Es ist über den Forschungsstand zu berichten. Zunächst sollte das Buch Christoph Garstkas „Arthur Moeller van den Bruck und die erste deutsche Gesamtausgabe der Werke Dostojewskijs im Piper-Verlag 1906-1919. Eine Bestandsaufnahme sämtlicher Vorbemerkungen und Einführungen von Arthur Moeller van den Bruck und Dmitrij S. Mereschkowskij unter Nutzung unveröffentlichter Briefe der Übersetzerin E.K. Rahsin" (1998) [1] genannt werden. Der Autor konzentriert sich auf das Editionsprinzip Moellers im Piper-Verlag und gibt einen faktisch-deskriptiven Überblick über die erste Dostoevskij-Gesamtausgabe mit vielen Hinweisen auf die chronologischen Aspekte, ohne konkrete Quellenanalyse zu geben.
2010 hat Andre Schlüter das Buch unter dem Titel „Moeller van den Bruck: Leben und Werk" [8] veröffentlicht. Der Autor untersucht den Weg Moel-lers von dem Literaturkritiker bis zum geistigen Führer der Konservativen Revolution. Das Moeller-Thema in Bezug auf Dostoevskij wird in Kapiteln „Arbeit an Dostojewkij" und „Dostojewskij als Politiker" beleuchtet. Schlüter betrachtet die Frage nach Dostoevskij-Rezeption und gibt eine kurze Analyse zu allen von Moeller verfassten Einleitungen. In seinem Überblick ist das Thema des russischen „prinzipiell rückständigen" [8, S. 180] Volkes, das in Texten Moellers zu finden sei, markant dargestellt. Der Autor analysiert die Quellen nach den konkreten Aspekten, dabei spielt die Frage des russischen Volkes als Gegensatz zum deutschen Volk eine zentrale Rolle. Da Sibirien keine Hauptfrage für Schlüter ist, steht es nicht im Mittelpunkt in Bezug auf die Vorworte. So erwähnt der Forscher zum Beispiel das Thema des Sibiriens nicht, wenn er über die erste zu „Dämonen" aufgestellte Einleitung schreibt, weil Schlüter anderes Forschungsziel verfolgt.

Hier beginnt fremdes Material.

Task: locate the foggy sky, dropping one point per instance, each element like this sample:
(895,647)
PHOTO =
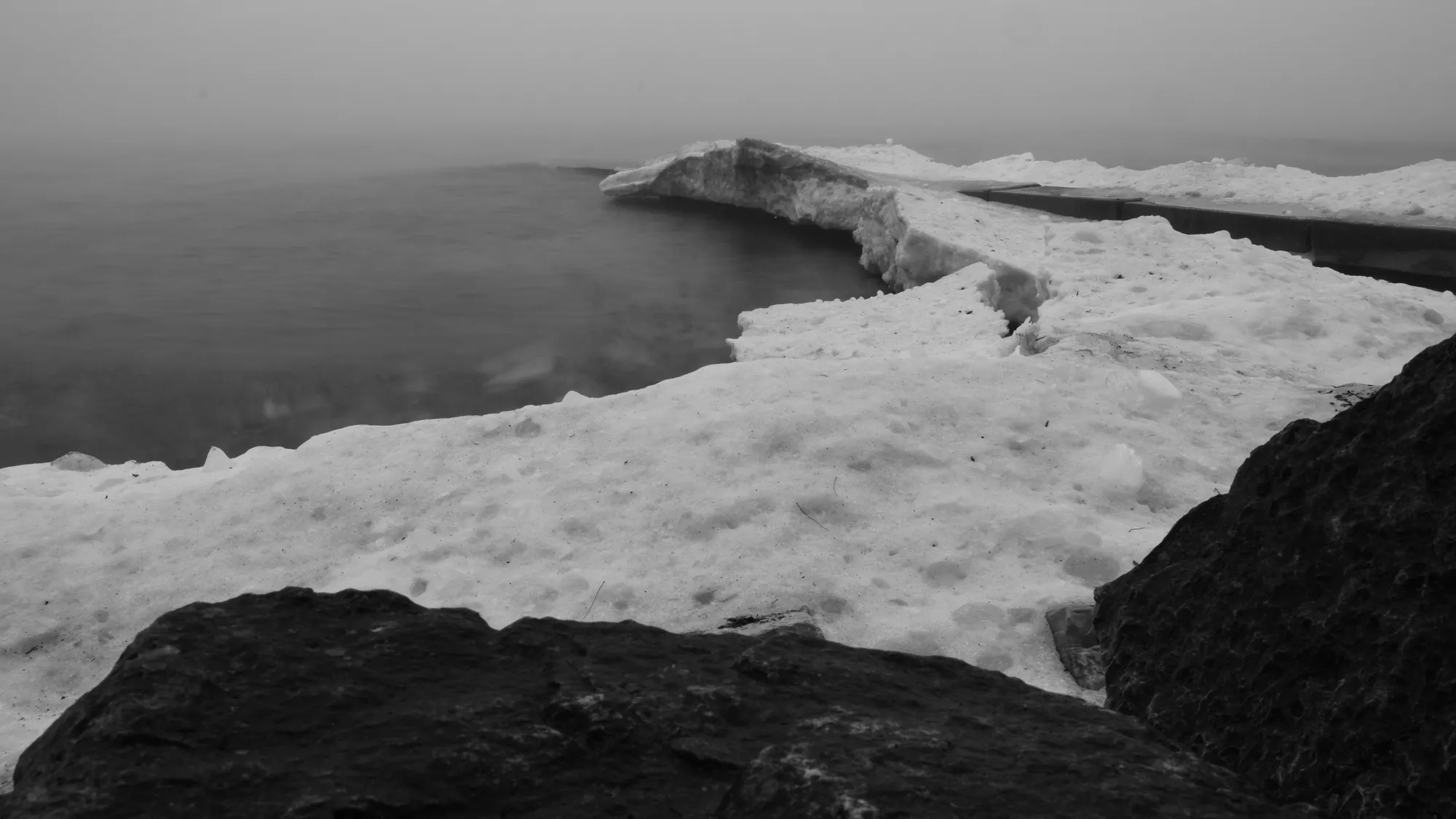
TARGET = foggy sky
(538,78)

Für den vorliegenden Artikel werden nicht alle, sondern nur die Einleitungen ausgewählt, in denen Sibirien implizit oder explizit, direkt oder indirekt bei Moeller repräsentiert wird. Am Beispiel der chronologischen Quellendarstellung sollte gezeigt werden, dass Moeller Sibirien als Thema nie aus den Augen verliert, sondern es im Laufe der Zeit nur vertieft. Für Moeller ist es der Ort, der für Dostoevskij ein Wendepunkt und eine Entdeckung war. Aber noch wichtiger ist, dass Sibirien noch Möglichkeiten hatte, aus denen Moeller seinen eigenen politischen Mythos konstruieren konnte. Es geht beispielsweise um den echten in Sibirien geborenen russischen Nihilismus, was in der Forschung noch wenig untersucht und zum Beispiel bei Schlüter nicht zu finden ist.
Moeller schreibt nicht als Kulturkritiker und nicht als Historiker, sondern als Vordenker einer Bestätigungsgemeinschaft, die wegen innen- und außenpolitischer Ereignisse in Deutschland vor dem Krieg vorbereitet und nach dem Krieg etabliert wurde. Es geht ihm nicht um die Reflexion an historische Stimmigkeit und Konsequenz, sondern um die Formulierung eingängiger Narrative, die der Selbstvergewisserung einer ideologischen Zustimmungsgemeinschaft dienen können. Für die Vermittlung solcher besonderen Orientierung wird das sinnstiftende Narrativ mit politisch-mythologischem Charakter erheischt. Dieses Ur-sprungsnarrativ ermöglicht, die Konstruktion eines Volkes und Volkscharakters zu klären, die vermeintliche historische Mission eines Volkes oder einer Nation zu erläutern. Sibirien als besonderer Ort wurde ein der wichtigen Themen in diesen Einleitungen.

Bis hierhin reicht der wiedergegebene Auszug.